Eric Prado, MD1, Yasi Xiao, MDCM2, Ankita Tirath, MD1, Carl L. Kay, MD3, Mithun Sharma, MD4, Giada Sebastiani, MD5, Matthew Ciorba, MD1, Nicholas Davidson, MD1, Anish Patel, DO6, Talat Bessisow, MD, MSc5, Rupa Banerjee, DTM, MD, MRCP4, Scott McHenry, MD1, Parakkal Deepak, MBBS, MS1 1Washington University in St. Louis, St. Louis, MO; 2University of Toronto, Toronto, ON, Canada; 3Brooke Army Medical Center, JBSA Fort Sam Houston, TX; 4Asian Institute of Gastroenterology, Hyderabad, Telangana, India; 5McGill University Health Centre, Montreal, PQ, Canada; 6Brooke Army Medical Center, Fort Sam Houston, TX
Introduction: Crohn’s Disease (CD) patients are twice as likely compared to controls to develop nonalcoholic fatty liver disease (NAFLD) leading to increased risk of cardiometabolic complications. Given this, we developed the first clinical screening tool for NAFLD in CD, Clinical Predictor for NAFLD in CD (CPN-CD) which uses readily accessible laboratory and clinical parameters. We have demonstrated CPN-CD outperforms the Hepatic Steatosis Index in detecting NAFLD in CD in an internal cohort. Here we performed a multicenter analysis to externally validate CPN-CD against transient elastography (TE) and establish its diagnostic accuracy to detect NAFLD in patients with CD at two different controlled attenuation parameter (CAP) thresholds.
Methods: A total of 454 patients with CD across four prospective cohorts from tertiary IBD centers across United States, Canada and India were included in the study. Of these, 412 patients were screened with TE only to determine prevalence of hepatic steatosis while 42 were screened with additional gold standard magnetic resonance imaging derived proton density fat fraction (MRI-PDFF), where hepatic steatosis was defined as ≥ 5.5% fat density, then reflexed to TE. To evaluate discriminative ability of CPN-CD to screen for NAFLD, patients were split into two CAP categories on TE; CAP ≥ 248 dB/m or ≥ 300 dB/m.

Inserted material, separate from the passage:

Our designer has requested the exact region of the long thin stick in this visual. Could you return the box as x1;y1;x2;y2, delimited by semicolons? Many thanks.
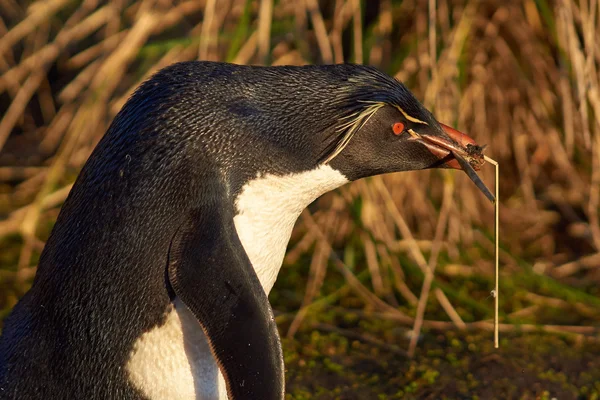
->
483;156;500;349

Results: In the four cohorts, the prevalence of NAFLD ranged from 32% to 76%. Using logistic regression, the relationship of CPN-CD to CAP ≥ 248 dB/m and CAP ≥ 300 dB/m revealed C-statistic 0.80 (0.75 – 0.84) and 0.79 (0.73 – 0.85) respectively. However, at CAP ≥ 300 dB/m, CPN-CD had higher specificity (74%) and NPV (80%) compared to CAP ≥ 248 dB/m (Table 1). For the group who first underwent screening MRI-PDFF the yield of finding NAFLD was 2- to 6-fold higher compared to TE alone.
Discussion: CPN-CD provides fair discrimination to detect NAFLD determined on TE at CAP ≥ 300 dB/m in an external validation study conducted in four multinational cohorts. Future directions include synchronous MRI-PDFF and TE to recalibrate the score to improve specificity and then test generalizability in ulcerative colitis.
CAP ≥ 248 dB/m
CAP ≥ 300 dB/m
Sensitivity
36%
29%
Specificity
17%
74%
PPV
21%
22%
NPV
30%
80%
Table: Table 1. Diagnostic accuracy of CPN-CD in detecting NAFLD in CD patients using transient elastography as reference standard.